Hive compression in ORC using Lz4

I am trying to compress RC and ORC file using LZ4. I have installed Hadoop-2.7.1 and Hive-1.2.1. In case of LZ4, I can compress RC file without any problem. But, when I try to load data in ORC file using LZ4, it is not working. I have created ORC table like below:
CREATE TABLE FINANCE_orc(
PERMNO STRING,
DATE STRING,
CUSIP STRING,
NCUSIP STRING,
COMNAM STRING,
TICKET STRING,
PERMCO STRING,
SHRCD STRING,
EXCHCD STRING,
HEXCD STRING,
SICCD STRING,
HSLCCD STRING,
PRC STRING,
VOL STRING,
RET STRING,
SHROUT STRING,
DLRET STRING,
VWRETD STRING,
EWRETD STRING,
SPRTRN STRING)
STORED AS ORC tblproperties ("orc.compress"="Lz4");
set mapred.output.compress=true;
set hive.exec.compress.output=true;
set mapred.output.compression.type = BLOCK;
set mapred.output.compression.codec=org.apache.hadoop.io.compress.GzipCodec;
set io.compression.codecs=org.apache.hadoop.io.compress.GzipCodec;
INSERT OVERWRITE table finance_orc select * from finance;
But at the time of loading data it gives the following error:
Error: java.lang.RuntimeException: org.apache.hadoop.hive.ql.metadata.HiveException: Hive Runtime Error while processing row {"permno":"PERMNO","ndate":"DATE","cusip":"CUSIP","ncusip":"NCUSIP","comnam":"COMNAM","ticket":"TICKER","permco":"PERMCO","shrcd":"SHRCD","exchcd":"EXCHCD","hexcd":"HEXCD","siccd":"SICCD","hslccd":"HSICCD","prc":"PRC","vol":"VOL","ret":"RET","shrout":"SHROUT","dlret":"DLRET","vwretd":"VWRETD","ewretd":"EWRETD","sprtrn":"SPRTRN"}
at org.apache.hadoop.hive.ql.exec.mr.ExecMapper.map(ExecMapper.java:172)

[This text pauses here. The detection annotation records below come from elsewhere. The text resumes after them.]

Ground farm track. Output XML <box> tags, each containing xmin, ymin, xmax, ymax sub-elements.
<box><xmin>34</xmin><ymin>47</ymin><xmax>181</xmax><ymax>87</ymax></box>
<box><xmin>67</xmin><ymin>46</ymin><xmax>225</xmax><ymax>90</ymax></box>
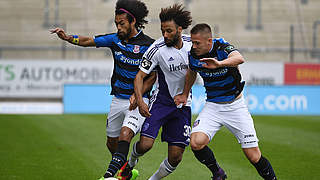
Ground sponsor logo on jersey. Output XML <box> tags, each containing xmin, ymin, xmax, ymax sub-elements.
<box><xmin>129</xmin><ymin>116</ymin><xmax>138</xmax><ymax>121</ymax></box>
<box><xmin>133</xmin><ymin>45</ymin><xmax>140</xmax><ymax>54</ymax></box>
<box><xmin>169</xmin><ymin>63</ymin><xmax>189</xmax><ymax>72</ymax></box>
<box><xmin>117</xmin><ymin>41</ymin><xmax>126</xmax><ymax>47</ymax></box>
<box><xmin>204</xmin><ymin>68</ymin><xmax>228</xmax><ymax>77</ymax></box>
<box><xmin>141</xmin><ymin>57</ymin><xmax>152</xmax><ymax>70</ymax></box>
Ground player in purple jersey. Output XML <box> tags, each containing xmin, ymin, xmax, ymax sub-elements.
<box><xmin>175</xmin><ymin>24</ymin><xmax>277</xmax><ymax>180</ymax></box>
<box><xmin>122</xmin><ymin>4</ymin><xmax>192</xmax><ymax>180</ymax></box>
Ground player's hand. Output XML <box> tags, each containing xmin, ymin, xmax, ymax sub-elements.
<box><xmin>50</xmin><ymin>28</ymin><xmax>71</xmax><ymax>41</ymax></box>
<box><xmin>173</xmin><ymin>94</ymin><xmax>188</xmax><ymax>107</ymax></box>
<box><xmin>129</xmin><ymin>94</ymin><xmax>138</xmax><ymax>111</ymax></box>
<box><xmin>200</xmin><ymin>58</ymin><xmax>221</xmax><ymax>69</ymax></box>
<box><xmin>139</xmin><ymin>102</ymin><xmax>151</xmax><ymax>117</ymax></box>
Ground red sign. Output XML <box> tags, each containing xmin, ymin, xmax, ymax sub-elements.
<box><xmin>284</xmin><ymin>64</ymin><xmax>320</xmax><ymax>85</ymax></box>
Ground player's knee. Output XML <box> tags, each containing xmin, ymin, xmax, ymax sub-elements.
<box><xmin>168</xmin><ymin>153</ymin><xmax>182</xmax><ymax>167</ymax></box>
<box><xmin>137</xmin><ymin>141</ymin><xmax>153</xmax><ymax>154</ymax></box>
<box><xmin>247</xmin><ymin>154</ymin><xmax>261</xmax><ymax>164</ymax></box>
<box><xmin>190</xmin><ymin>138</ymin><xmax>206</xmax><ymax>151</ymax></box>
<box><xmin>119</xmin><ymin>127</ymin><xmax>134</xmax><ymax>142</ymax></box>
<box><xmin>244</xmin><ymin>147</ymin><xmax>261</xmax><ymax>164</ymax></box>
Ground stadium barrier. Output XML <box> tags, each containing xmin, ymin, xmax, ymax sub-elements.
<box><xmin>63</xmin><ymin>84</ymin><xmax>320</xmax><ymax>115</ymax></box>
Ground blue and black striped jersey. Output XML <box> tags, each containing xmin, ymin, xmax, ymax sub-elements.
<box><xmin>94</xmin><ymin>31</ymin><xmax>154</xmax><ymax>99</ymax></box>
<box><xmin>189</xmin><ymin>38</ymin><xmax>244</xmax><ymax>102</ymax></box>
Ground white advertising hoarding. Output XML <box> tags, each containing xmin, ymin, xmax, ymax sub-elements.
<box><xmin>239</xmin><ymin>62</ymin><xmax>284</xmax><ymax>85</ymax></box>
<box><xmin>0</xmin><ymin>59</ymin><xmax>113</xmax><ymax>98</ymax></box>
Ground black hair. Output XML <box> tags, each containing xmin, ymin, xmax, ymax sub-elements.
<box><xmin>115</xmin><ymin>0</ymin><xmax>149</xmax><ymax>29</ymax></box>
<box><xmin>190</xmin><ymin>23</ymin><xmax>212</xmax><ymax>34</ymax></box>
<box><xmin>159</xmin><ymin>4</ymin><xmax>192</xmax><ymax>29</ymax></box>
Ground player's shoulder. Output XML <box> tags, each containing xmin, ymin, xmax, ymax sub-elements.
<box><xmin>212</xmin><ymin>38</ymin><xmax>229</xmax><ymax>44</ymax></box>
<box><xmin>95</xmin><ymin>33</ymin><xmax>117</xmax><ymax>38</ymax></box>
<box><xmin>134</xmin><ymin>32</ymin><xmax>154</xmax><ymax>46</ymax></box>
<box><xmin>145</xmin><ymin>37</ymin><xmax>166</xmax><ymax>59</ymax></box>
<box><xmin>151</xmin><ymin>37</ymin><xmax>166</xmax><ymax>50</ymax></box>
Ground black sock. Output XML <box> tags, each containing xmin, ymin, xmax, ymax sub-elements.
<box><xmin>104</xmin><ymin>141</ymin><xmax>130</xmax><ymax>178</ymax></box>
<box><xmin>253</xmin><ymin>155</ymin><xmax>277</xmax><ymax>180</ymax></box>
<box><xmin>192</xmin><ymin>146</ymin><xmax>219</xmax><ymax>175</ymax></box>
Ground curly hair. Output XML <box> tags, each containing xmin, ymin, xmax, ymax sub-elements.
<box><xmin>159</xmin><ymin>4</ymin><xmax>192</xmax><ymax>29</ymax></box>
<box><xmin>115</xmin><ymin>0</ymin><xmax>149</xmax><ymax>29</ymax></box>
<box><xmin>190</xmin><ymin>23</ymin><xmax>212</xmax><ymax>34</ymax></box>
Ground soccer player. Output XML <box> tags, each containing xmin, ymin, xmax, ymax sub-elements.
<box><xmin>174</xmin><ymin>24</ymin><xmax>276</xmax><ymax>180</ymax></box>
<box><xmin>127</xmin><ymin>4</ymin><xmax>192</xmax><ymax>180</ymax></box>
<box><xmin>51</xmin><ymin>0</ymin><xmax>156</xmax><ymax>177</ymax></box>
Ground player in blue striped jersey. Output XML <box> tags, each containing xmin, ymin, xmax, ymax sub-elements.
<box><xmin>175</xmin><ymin>24</ymin><xmax>276</xmax><ymax>180</ymax></box>
<box><xmin>51</xmin><ymin>0</ymin><xmax>156</xmax><ymax>178</ymax></box>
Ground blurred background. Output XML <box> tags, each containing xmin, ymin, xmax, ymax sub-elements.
<box><xmin>0</xmin><ymin>0</ymin><xmax>320</xmax><ymax>113</ymax></box>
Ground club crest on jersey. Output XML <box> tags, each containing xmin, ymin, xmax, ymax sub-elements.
<box><xmin>133</xmin><ymin>45</ymin><xmax>140</xmax><ymax>54</ymax></box>
<box><xmin>141</xmin><ymin>57</ymin><xmax>152</xmax><ymax>70</ymax></box>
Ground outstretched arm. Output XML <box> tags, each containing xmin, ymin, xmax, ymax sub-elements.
<box><xmin>50</xmin><ymin>28</ymin><xmax>96</xmax><ymax>47</ymax></box>
<box><xmin>174</xmin><ymin>68</ymin><xmax>197</xmax><ymax>106</ymax></box>
<box><xmin>200</xmin><ymin>51</ymin><xmax>244</xmax><ymax>69</ymax></box>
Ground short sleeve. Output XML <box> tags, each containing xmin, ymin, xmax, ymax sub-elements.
<box><xmin>139</xmin><ymin>43</ymin><xmax>159</xmax><ymax>74</ymax></box>
<box><xmin>94</xmin><ymin>34</ymin><xmax>116</xmax><ymax>48</ymax></box>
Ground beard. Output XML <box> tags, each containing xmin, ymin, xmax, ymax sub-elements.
<box><xmin>117</xmin><ymin>28</ymin><xmax>131</xmax><ymax>41</ymax></box>
<box><xmin>164</xmin><ymin>33</ymin><xmax>180</xmax><ymax>47</ymax></box>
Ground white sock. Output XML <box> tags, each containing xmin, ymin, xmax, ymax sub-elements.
<box><xmin>128</xmin><ymin>142</ymin><xmax>143</xmax><ymax>167</ymax></box>
<box><xmin>149</xmin><ymin>158</ymin><xmax>176</xmax><ymax>180</ymax></box>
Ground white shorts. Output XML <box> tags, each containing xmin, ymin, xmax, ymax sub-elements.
<box><xmin>191</xmin><ymin>97</ymin><xmax>258</xmax><ymax>148</ymax></box>
<box><xmin>106</xmin><ymin>96</ymin><xmax>149</xmax><ymax>137</ymax></box>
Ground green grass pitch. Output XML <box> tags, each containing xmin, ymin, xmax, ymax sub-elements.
<box><xmin>0</xmin><ymin>115</ymin><xmax>320</xmax><ymax>180</ymax></box>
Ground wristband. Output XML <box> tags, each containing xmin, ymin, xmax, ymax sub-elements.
<box><xmin>72</xmin><ymin>35</ymin><xmax>79</xmax><ymax>45</ymax></box>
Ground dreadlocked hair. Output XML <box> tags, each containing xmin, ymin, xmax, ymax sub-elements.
<box><xmin>159</xmin><ymin>4</ymin><xmax>192</xmax><ymax>29</ymax></box>
<box><xmin>115</xmin><ymin>0</ymin><xmax>149</xmax><ymax>29</ymax></box>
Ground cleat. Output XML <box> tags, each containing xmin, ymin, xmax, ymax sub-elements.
<box><xmin>130</xmin><ymin>169</ymin><xmax>139</xmax><ymax>180</ymax></box>
<box><xmin>117</xmin><ymin>162</ymin><xmax>139</xmax><ymax>180</ymax></box>
<box><xmin>212</xmin><ymin>168</ymin><xmax>227</xmax><ymax>180</ymax></box>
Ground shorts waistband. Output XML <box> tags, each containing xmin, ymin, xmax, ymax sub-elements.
<box><xmin>213</xmin><ymin>94</ymin><xmax>242</xmax><ymax>104</ymax></box>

at org.apache.hadoop.mapred.MapRunner.run(MapRunner.java:54)
at org.apache.hadoop.mapred.MapTask.runOldMapper(MapTask.java:453)
at org.apache.hadoop.mapred.MapTask.run(MapTask.java:343)
at org.apache.hadoop.mapred.YarnChild$2.run(YarnChild.java:164)
at java.security.AccessController.doPrivileged(Native Method)
at javax.security.auth.Subject.doAs(Subject.java:415)
at org.apache.hadoop.security.UserGroupInformation.doAs(UserGroupInformation.java:1657)
at org.apache.hadoop.mapred.YarnChild.main(YarnChild.java:158)
Caused by: org.apache.hadoop.hive.ql.metadata.HiveException: Hive Runtime Error while processing row {"permno":"PERMNO","ndate":"DATE","cusip":"CUSIP","ncusip":"NCUSIP","comnam":"COMNAM","ticket":"TICKER","permco":"PERMCO","shrcd":"SHRCD","exchcd":"EXCHCD","hexcd":"HEXCD","siccd":"SICCD","hslccd":"HSICCD","prc":"PRC","vol":"VOL","ret":"RET","shrout":"SHROUT","dlret":"DLRET","vwretd":"VWRETD","ewretd":"EWRETD","sprtrn":"SPRTRN"}
at org.apache.hadoop.hive.ql.exec.MapOperator.process(MapOperator.java:518)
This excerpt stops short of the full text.